Blue Flower

 

 Paniqués, de nombreux migrants indiens ont décidé de partir du Cachemire et regagner leurs villes d'origine après plusieurs meurtres de travailleurs venus d'autres États. Ici, dans la station de train de la capitale Srinagar, le 18 octobre 2021.

Paniqués, de nombreux migrants indiens ont décidé de partir du Cachemire et regagner leurs villes d'origine après plusieurs meurtres de travailleurs venus d'autres États. Ici, dans la station de train de la capitale Srinagar,
le 18 octobre 2021. © Danish Ismail, Reuters

 

Au moins quatre civils ont été assassinés dans la région indienne du Cachemire entre samedi 16 et dimanche 17 octobre. Des travailleurs modestes ciblés par des indépendantistes car ils viennent de l’extérieur de cet État dont la gestion a été reprise de force par New Delhi. Les morts ont entraîné une certaine panique au Cachemire, ainsi que dans les régions d'origine des travailleurs.

Dans le sud du Cachemire, des hommes munis d’armes à feu sont arrivés ce dimanche dans une résidence d’ouvriers contractuels et ont abattu deux hommes. La veille, c’est dans la capitale locale, Srinagar, et dans une autre ville du sud qu’un ouvrier et un vendeur de rue ont été assassinés.

À chaque fois, les meurtriers visaient des travailleurs qui viennent de l’extérieur de l’État, en l’occurrence des régions du Bihar et de l’Uttar Pradesh.

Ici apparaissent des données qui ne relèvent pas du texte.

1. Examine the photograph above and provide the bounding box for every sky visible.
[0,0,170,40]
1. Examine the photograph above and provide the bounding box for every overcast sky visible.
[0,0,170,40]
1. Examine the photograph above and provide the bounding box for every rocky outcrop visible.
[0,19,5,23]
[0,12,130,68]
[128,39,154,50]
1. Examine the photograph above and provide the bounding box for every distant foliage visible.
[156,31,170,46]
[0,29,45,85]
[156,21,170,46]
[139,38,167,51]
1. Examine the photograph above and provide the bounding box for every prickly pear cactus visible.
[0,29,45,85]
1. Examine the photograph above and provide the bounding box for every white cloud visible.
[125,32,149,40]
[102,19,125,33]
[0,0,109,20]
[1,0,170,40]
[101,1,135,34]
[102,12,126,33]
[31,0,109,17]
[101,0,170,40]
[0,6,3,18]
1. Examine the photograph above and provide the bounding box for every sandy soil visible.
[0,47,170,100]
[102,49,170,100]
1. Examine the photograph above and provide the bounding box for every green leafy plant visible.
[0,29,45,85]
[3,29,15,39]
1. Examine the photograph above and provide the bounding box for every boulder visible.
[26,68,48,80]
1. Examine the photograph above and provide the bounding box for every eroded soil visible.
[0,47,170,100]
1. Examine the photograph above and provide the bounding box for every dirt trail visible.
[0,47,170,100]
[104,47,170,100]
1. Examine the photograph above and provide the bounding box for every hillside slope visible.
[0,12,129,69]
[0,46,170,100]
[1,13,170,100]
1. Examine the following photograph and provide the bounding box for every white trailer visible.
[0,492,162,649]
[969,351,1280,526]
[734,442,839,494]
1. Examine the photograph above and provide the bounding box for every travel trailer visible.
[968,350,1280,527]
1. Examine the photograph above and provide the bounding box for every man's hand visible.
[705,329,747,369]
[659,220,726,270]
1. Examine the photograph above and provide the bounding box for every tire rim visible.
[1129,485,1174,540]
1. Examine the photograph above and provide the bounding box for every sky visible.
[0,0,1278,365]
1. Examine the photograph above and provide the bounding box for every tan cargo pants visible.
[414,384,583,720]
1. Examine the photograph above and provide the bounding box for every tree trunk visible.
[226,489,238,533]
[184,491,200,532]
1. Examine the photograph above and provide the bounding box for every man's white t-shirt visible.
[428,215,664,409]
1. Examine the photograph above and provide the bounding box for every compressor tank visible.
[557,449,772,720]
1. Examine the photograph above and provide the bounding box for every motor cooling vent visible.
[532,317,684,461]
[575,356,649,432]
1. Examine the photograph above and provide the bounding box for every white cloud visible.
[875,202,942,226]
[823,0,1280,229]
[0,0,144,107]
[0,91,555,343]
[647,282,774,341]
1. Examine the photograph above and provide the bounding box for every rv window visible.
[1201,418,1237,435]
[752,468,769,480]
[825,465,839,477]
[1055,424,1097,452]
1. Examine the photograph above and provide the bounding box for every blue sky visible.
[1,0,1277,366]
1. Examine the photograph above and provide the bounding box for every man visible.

En deux semaines, ce sont ainsi 11 civils non cachemiris qui ont été abattus.

 

« Front de la résistance »

Les premières attaques ont été revendiqués par un nouveau groupe appelé le Front de la résistance, sous prétexte que ces personnes auraient été des « informateurs de la police » ou des « agents hindouistes ».

Cela arrive dans un contexte où le gouvernement nationaliste hindou, qui a violemment abrogé l’autonomie du Cachemire en 2019, cherche à faciliter l’installation de populations non cachemiries, et particulièrement d’hindous, dans cette région à majorité musulmane.